# Jailbreak Xbox 360



## prakharrai (Mar 18, 2013)

Hi, I just bought a xbox 360 slim 4gb and am a complete noob, so pls help me jailbreak(mod / flash) it, I would be real grateful to you guys


----------



## damngoodman999 (Mar 18, 2013)

make sure you place it on the table , disconnect all power wires (You dont want to get shocked) . Hit it strong heavy hammer with one beat , the xbox360 gets JAILBROKEN . Enjoy your games !


----------



## GhorMaanas (Mar 18, 2013)

where do you stay?


----------



## RCuber (Mar 18, 2013)

AFAIK , newer models cannot be jailbroken with that ease. 



damngoodman999 said:


> make sure you place it on the table , disconnect all power wires (You dont want to get shocked) . Hit it strong heavy hammer with one beat , the xbox360 gets JAILBROKEN . Enjoy your games !
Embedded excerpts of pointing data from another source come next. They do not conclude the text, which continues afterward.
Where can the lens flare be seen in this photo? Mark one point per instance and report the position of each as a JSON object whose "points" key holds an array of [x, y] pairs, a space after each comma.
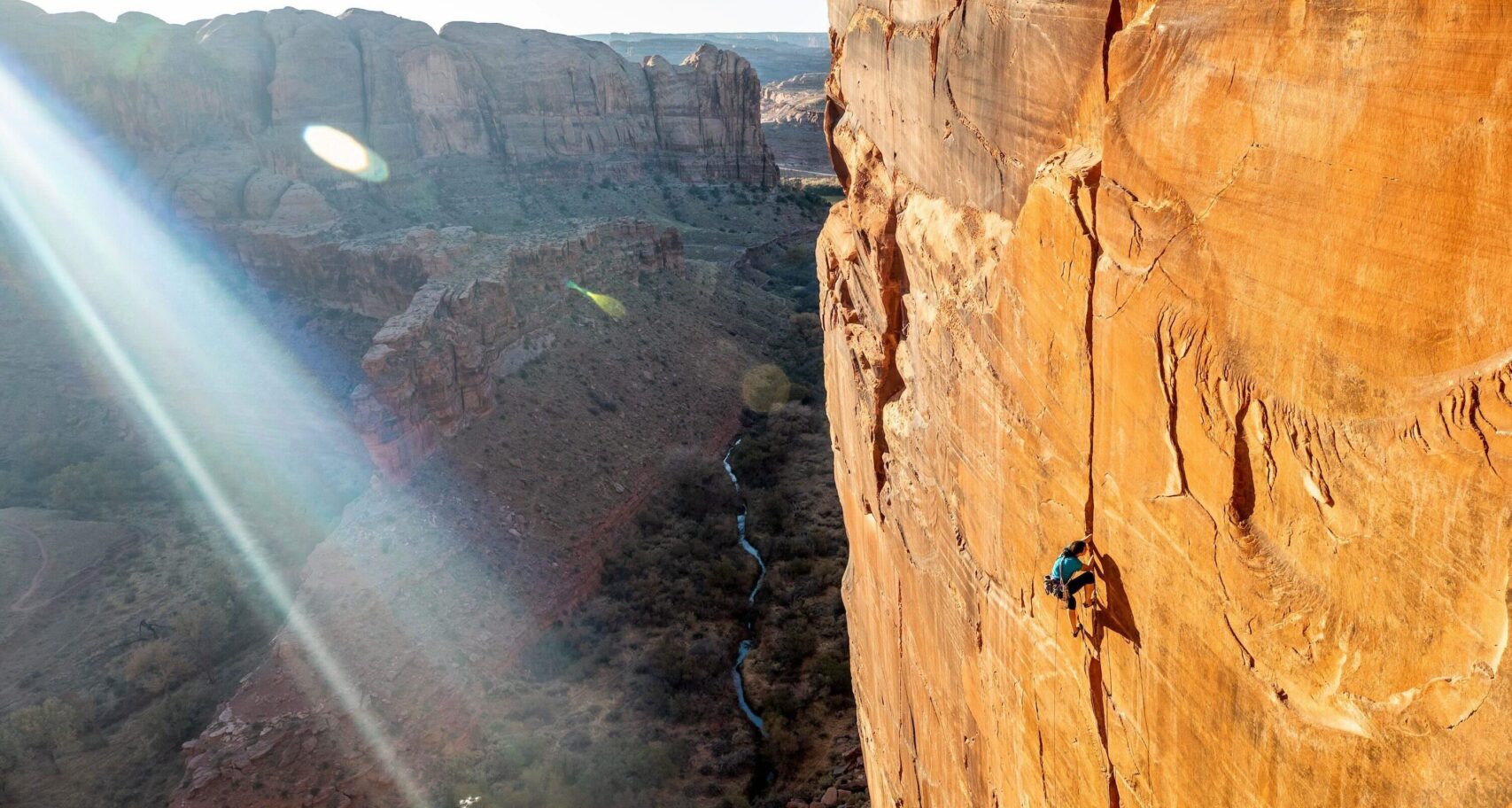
{"points": [[609, 305], [765, 388], [221, 399], [345, 153]]}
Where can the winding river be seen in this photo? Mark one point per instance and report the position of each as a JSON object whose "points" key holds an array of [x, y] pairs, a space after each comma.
{"points": [[748, 547]]}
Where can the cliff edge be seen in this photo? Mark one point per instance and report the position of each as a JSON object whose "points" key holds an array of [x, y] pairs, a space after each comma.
{"points": [[1219, 284]]}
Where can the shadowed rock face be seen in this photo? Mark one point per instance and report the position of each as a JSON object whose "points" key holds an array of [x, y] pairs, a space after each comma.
{"points": [[206, 105], [1221, 286]]}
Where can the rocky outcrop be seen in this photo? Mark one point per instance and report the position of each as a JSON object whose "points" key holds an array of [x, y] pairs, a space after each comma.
{"points": [[434, 367], [793, 115], [209, 105], [795, 100], [1217, 284]]}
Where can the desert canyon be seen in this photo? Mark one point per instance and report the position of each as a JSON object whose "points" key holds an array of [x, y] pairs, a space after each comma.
{"points": [[540, 331], [1223, 288], [1210, 284]]}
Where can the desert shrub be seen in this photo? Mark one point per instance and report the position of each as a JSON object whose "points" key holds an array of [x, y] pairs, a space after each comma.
{"points": [[46, 730], [834, 673], [156, 666], [179, 716]]}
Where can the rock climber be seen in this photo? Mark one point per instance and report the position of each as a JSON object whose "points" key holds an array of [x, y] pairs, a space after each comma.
{"points": [[1073, 575]]}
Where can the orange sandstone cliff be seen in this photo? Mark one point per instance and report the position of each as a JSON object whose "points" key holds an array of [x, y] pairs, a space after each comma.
{"points": [[1223, 284]]}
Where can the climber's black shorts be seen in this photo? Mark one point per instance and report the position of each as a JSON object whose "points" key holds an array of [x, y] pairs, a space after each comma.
{"points": [[1074, 585]]}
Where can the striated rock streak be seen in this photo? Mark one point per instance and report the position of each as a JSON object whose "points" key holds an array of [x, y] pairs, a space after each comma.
{"points": [[1219, 284]]}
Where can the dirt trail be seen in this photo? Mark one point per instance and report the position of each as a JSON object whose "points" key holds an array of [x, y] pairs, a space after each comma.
{"points": [[41, 570]]}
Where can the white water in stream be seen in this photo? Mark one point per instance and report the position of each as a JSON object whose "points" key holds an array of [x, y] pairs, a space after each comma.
{"points": [[746, 645]]}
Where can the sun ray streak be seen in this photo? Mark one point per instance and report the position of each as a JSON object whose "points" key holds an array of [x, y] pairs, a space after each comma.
{"points": [[27, 196]]}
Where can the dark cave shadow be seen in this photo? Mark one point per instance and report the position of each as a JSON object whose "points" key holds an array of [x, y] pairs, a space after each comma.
{"points": [[1114, 615]]}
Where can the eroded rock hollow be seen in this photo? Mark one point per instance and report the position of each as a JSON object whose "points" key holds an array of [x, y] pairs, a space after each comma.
{"points": [[1222, 286]]}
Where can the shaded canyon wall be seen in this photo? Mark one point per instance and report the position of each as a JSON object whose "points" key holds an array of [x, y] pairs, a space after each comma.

you and your sense of humor


----------



## CommanderShawnzer (Mar 18, 2013)

damngoodman999 said:


> make sure you place it on the table , disconnect all power wires (You dont want to get shocked) . Hit it strong heavy hammer with one beat , the xbox360 gets JAILBROKEN . Enjoy your games !



The best reply ever!


----------



## funskar (Mar 18, 2013)

damngoodman999 said:


> make sure you place it on the table , disconnect all power wires (You dont want to get shocked) . Hit it strong heavy hammer with one beat , the xbox360 gets JAILBROKEN . Enjoy your games !





*prakharrai*
And try that with full patience n sincerity otherwise you will get physical n financial damage


----------